Delegate tasks when possible.If your workplace challenges stem from having too much to do or not being qualified to do certain jobs, learn to delegate tasks to others.This may be hard at first, especially if you like having control over things at work. Talk to your counselor about why you feel the need to always be in control and how you can be more comfortable letting go of that control.
- However, letting go of some of the responsibility at work can help you and your coworkers' lives run more smoothly.
Seek conflict resolution.A great way to work through interpersonal challenges at work is through conflict resolution. This can help reduce stress and tension between you and a coworker. Work with your counselor on how you should approach this resolution. This may mean working through the hurt caused by the conflict as well as learning to let go any lingering anger.
- You should approach this with an open mind and a positive attitude in order to get past the challenges the conflict causes at work.
- If you are not able to come to a resolution, work with your counselor to figure out a way to deal with and move past the continued conflict at work.
- If your employer supplies you with the counselor, he or she may be able to sit in on the conflict resolution in order to help.

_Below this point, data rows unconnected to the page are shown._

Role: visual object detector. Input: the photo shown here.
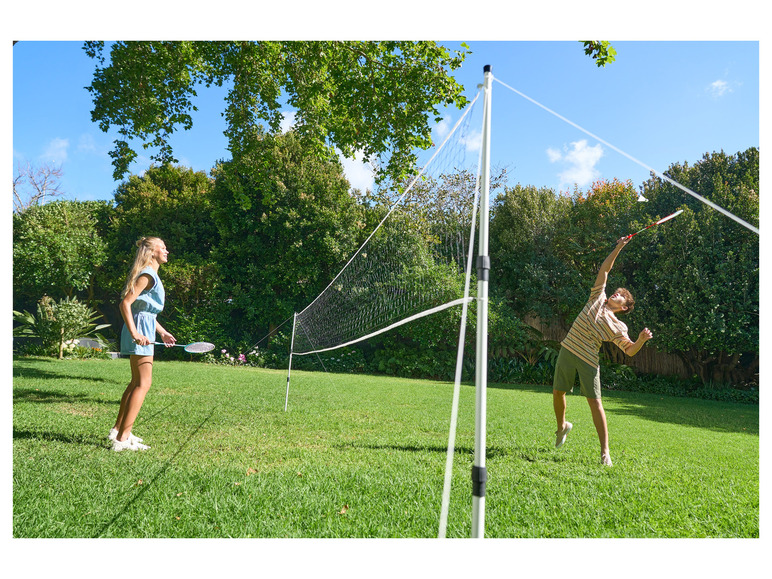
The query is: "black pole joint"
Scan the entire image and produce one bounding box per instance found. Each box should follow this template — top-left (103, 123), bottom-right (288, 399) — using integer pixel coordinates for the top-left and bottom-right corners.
top-left (472, 465), bottom-right (488, 497)
top-left (477, 255), bottom-right (491, 281)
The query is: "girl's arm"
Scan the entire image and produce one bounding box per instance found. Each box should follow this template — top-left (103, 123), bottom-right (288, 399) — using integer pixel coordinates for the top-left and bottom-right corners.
top-left (155, 320), bottom-right (177, 348)
top-left (118, 275), bottom-right (150, 346)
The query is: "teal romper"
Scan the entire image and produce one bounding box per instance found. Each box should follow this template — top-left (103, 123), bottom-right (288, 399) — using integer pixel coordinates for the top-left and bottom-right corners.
top-left (121, 266), bottom-right (166, 356)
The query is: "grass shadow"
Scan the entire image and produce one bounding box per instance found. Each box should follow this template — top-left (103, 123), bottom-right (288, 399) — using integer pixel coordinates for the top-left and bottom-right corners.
top-left (13, 388), bottom-right (120, 404)
top-left (13, 364), bottom-right (120, 384)
top-left (13, 428), bottom-right (107, 448)
top-left (488, 383), bottom-right (759, 435)
top-left (92, 405), bottom-right (219, 539)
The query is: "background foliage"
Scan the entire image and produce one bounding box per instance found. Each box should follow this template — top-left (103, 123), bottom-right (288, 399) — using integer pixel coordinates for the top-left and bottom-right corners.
top-left (14, 132), bottom-right (759, 386)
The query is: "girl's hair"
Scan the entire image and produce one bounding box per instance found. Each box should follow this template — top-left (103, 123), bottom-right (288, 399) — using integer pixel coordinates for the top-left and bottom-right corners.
top-left (121, 237), bottom-right (161, 299)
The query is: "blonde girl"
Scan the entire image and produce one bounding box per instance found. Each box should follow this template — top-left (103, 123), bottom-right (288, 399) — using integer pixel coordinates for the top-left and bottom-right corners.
top-left (108, 237), bottom-right (176, 452)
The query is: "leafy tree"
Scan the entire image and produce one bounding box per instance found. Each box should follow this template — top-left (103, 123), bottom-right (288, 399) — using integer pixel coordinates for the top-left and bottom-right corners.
top-left (99, 165), bottom-right (219, 340)
top-left (212, 132), bottom-right (364, 337)
top-left (631, 148), bottom-right (759, 383)
top-left (582, 40), bottom-right (617, 67)
top-left (84, 41), bottom-right (467, 186)
top-left (491, 179), bottom-right (641, 323)
top-left (13, 201), bottom-right (107, 309)
top-left (13, 163), bottom-right (64, 213)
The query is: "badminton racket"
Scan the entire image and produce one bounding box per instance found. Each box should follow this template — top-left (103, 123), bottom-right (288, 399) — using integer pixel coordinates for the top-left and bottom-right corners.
top-left (627, 209), bottom-right (684, 239)
top-left (153, 342), bottom-right (214, 354)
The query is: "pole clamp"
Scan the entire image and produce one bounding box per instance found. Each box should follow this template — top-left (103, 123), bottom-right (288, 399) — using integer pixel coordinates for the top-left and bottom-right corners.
top-left (477, 255), bottom-right (491, 281)
top-left (472, 465), bottom-right (488, 497)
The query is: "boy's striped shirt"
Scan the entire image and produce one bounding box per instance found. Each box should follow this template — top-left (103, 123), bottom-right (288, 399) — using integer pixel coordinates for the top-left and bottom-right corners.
top-left (561, 285), bottom-right (633, 368)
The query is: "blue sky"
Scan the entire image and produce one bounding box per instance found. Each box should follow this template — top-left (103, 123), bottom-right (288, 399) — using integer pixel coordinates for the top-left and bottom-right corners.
top-left (13, 39), bottom-right (759, 206)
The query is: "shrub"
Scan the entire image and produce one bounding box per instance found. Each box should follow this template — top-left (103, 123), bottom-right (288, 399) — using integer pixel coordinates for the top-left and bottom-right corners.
top-left (13, 296), bottom-right (110, 359)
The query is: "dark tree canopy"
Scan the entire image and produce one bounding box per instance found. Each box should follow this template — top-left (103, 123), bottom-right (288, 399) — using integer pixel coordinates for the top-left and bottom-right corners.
top-left (84, 41), bottom-right (466, 180)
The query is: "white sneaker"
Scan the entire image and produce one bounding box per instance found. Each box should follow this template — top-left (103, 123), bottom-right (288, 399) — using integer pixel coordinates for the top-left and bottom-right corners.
top-left (107, 428), bottom-right (142, 442)
top-left (555, 422), bottom-right (574, 448)
top-left (113, 438), bottom-right (150, 452)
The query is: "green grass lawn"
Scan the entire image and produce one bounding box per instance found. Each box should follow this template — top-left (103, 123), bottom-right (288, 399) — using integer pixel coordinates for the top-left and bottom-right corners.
top-left (13, 358), bottom-right (759, 538)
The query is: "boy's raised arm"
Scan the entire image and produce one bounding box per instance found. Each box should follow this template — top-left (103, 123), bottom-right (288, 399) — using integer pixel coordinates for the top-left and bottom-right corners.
top-left (595, 237), bottom-right (630, 287)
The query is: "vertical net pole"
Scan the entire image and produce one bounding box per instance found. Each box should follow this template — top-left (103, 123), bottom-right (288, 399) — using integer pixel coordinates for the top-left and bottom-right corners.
top-left (284, 312), bottom-right (298, 412)
top-left (472, 65), bottom-right (493, 539)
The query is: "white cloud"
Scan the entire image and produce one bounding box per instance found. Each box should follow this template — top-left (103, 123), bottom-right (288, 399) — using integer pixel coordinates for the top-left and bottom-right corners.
top-left (706, 80), bottom-right (732, 98)
top-left (279, 111), bottom-right (297, 133)
top-left (338, 151), bottom-right (375, 192)
top-left (434, 116), bottom-right (453, 141)
top-left (40, 137), bottom-right (70, 165)
top-left (547, 139), bottom-right (603, 190)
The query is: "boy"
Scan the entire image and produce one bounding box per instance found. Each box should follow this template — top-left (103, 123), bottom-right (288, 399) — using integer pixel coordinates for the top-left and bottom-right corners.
top-left (552, 237), bottom-right (652, 466)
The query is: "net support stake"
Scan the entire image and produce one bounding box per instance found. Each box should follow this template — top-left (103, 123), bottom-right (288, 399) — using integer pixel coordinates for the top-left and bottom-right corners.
top-left (284, 312), bottom-right (298, 412)
top-left (472, 65), bottom-right (493, 539)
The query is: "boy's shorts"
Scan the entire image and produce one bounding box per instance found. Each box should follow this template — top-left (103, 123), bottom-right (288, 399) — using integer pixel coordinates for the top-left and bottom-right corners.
top-left (552, 348), bottom-right (600, 398)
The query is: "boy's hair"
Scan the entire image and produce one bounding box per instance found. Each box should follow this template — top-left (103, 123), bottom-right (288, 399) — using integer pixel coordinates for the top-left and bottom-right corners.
top-left (616, 287), bottom-right (635, 314)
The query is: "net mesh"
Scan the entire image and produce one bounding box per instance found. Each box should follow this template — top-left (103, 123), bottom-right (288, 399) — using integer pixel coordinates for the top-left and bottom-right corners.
top-left (293, 90), bottom-right (482, 355)
top-left (185, 342), bottom-right (214, 354)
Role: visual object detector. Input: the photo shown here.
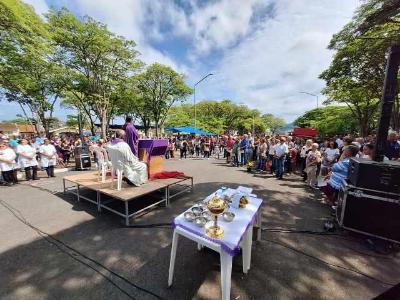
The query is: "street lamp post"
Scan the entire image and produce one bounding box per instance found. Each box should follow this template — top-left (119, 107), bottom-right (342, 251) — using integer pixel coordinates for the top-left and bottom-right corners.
top-left (300, 92), bottom-right (319, 109)
top-left (193, 73), bottom-right (214, 128)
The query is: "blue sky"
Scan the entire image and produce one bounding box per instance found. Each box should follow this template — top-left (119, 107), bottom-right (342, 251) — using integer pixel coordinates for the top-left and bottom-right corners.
top-left (0, 0), bottom-right (360, 122)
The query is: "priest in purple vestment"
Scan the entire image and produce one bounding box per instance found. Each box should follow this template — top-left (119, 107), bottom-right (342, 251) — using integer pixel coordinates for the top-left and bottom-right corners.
top-left (122, 117), bottom-right (139, 157)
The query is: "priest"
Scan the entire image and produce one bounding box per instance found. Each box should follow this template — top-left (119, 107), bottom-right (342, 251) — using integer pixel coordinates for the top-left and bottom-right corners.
top-left (107, 129), bottom-right (148, 186)
top-left (122, 117), bottom-right (139, 157)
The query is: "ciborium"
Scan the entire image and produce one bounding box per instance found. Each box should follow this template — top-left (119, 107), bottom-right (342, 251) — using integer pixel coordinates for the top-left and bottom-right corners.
top-left (206, 196), bottom-right (228, 239)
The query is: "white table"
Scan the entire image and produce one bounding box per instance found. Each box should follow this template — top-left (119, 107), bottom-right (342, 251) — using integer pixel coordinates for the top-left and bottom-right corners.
top-left (168, 189), bottom-right (262, 300)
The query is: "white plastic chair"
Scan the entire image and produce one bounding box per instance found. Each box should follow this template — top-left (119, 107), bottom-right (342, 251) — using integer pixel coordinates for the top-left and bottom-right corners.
top-left (102, 147), bottom-right (124, 191)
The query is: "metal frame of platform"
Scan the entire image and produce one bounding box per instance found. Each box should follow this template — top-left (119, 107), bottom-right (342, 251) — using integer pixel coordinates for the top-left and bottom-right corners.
top-left (63, 172), bottom-right (193, 226)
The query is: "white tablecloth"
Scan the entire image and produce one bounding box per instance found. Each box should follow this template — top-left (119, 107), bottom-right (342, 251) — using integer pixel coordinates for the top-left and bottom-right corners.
top-left (173, 187), bottom-right (262, 256)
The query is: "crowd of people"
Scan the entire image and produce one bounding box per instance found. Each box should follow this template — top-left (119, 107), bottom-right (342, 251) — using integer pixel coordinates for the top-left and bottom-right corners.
top-left (0, 132), bottom-right (107, 185)
top-left (0, 125), bottom-right (400, 202)
top-left (166, 132), bottom-right (400, 204)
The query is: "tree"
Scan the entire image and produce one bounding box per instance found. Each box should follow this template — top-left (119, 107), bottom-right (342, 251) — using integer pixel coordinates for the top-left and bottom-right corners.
top-left (320, 0), bottom-right (400, 135)
top-left (0, 0), bottom-right (66, 136)
top-left (166, 100), bottom-right (285, 134)
top-left (136, 63), bottom-right (192, 136)
top-left (294, 106), bottom-right (359, 136)
top-left (47, 9), bottom-right (142, 138)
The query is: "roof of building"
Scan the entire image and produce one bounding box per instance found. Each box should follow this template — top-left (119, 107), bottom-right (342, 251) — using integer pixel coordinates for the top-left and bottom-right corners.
top-left (16, 124), bottom-right (36, 133)
top-left (0, 123), bottom-right (18, 132)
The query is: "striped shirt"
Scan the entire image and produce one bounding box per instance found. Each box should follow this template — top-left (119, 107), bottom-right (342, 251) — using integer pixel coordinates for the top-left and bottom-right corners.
top-left (329, 158), bottom-right (350, 190)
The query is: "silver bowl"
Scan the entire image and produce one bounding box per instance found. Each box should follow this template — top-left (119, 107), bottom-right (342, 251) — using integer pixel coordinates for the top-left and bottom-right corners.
top-left (222, 211), bottom-right (235, 222)
top-left (194, 217), bottom-right (208, 227)
top-left (183, 211), bottom-right (196, 222)
top-left (201, 211), bottom-right (212, 221)
top-left (192, 205), bottom-right (204, 216)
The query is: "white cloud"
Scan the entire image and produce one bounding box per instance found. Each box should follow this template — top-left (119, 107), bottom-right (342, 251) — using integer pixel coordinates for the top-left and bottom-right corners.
top-left (197, 0), bottom-right (357, 121)
top-left (18, 0), bottom-right (360, 121)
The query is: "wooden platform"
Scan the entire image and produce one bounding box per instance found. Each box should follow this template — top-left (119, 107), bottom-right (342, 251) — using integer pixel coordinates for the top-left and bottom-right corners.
top-left (63, 172), bottom-right (193, 225)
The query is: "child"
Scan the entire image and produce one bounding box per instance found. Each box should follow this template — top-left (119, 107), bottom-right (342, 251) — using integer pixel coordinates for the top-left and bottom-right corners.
top-left (0, 140), bottom-right (18, 186)
top-left (305, 143), bottom-right (321, 189)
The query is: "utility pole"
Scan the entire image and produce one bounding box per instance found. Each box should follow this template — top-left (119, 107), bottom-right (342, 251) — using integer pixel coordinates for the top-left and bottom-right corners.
top-left (193, 73), bottom-right (214, 128)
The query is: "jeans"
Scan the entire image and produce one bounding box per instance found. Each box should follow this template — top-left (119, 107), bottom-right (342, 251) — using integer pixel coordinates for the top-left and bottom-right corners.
top-left (239, 150), bottom-right (247, 166)
top-left (268, 154), bottom-right (275, 174)
top-left (257, 157), bottom-right (265, 171)
top-left (275, 157), bottom-right (285, 178)
top-left (25, 166), bottom-right (38, 180)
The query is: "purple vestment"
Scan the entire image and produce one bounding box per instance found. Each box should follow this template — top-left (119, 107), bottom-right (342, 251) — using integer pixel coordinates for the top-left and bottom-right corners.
top-left (122, 123), bottom-right (139, 157)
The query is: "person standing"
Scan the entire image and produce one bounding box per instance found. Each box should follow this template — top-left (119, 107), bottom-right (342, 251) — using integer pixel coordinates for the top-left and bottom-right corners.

Prioritize work tasks.If you are having problems getting tasks done at work, make a list of your tasks every day with the most urgent at the top. If all of your tasks are not urgent, do the unpleasant ones first. This will get them over with early so you can save the more enjoyable one later.If you are having a hard time getting to the point where you can do this, talk to your counselor about why this might be and what may be holding you back from doing your best every day. Your counselors may also be able to help you come up with the best strategies for you to do that.
- This may require you get organized as well. This can take effort and work, but it will be worth it.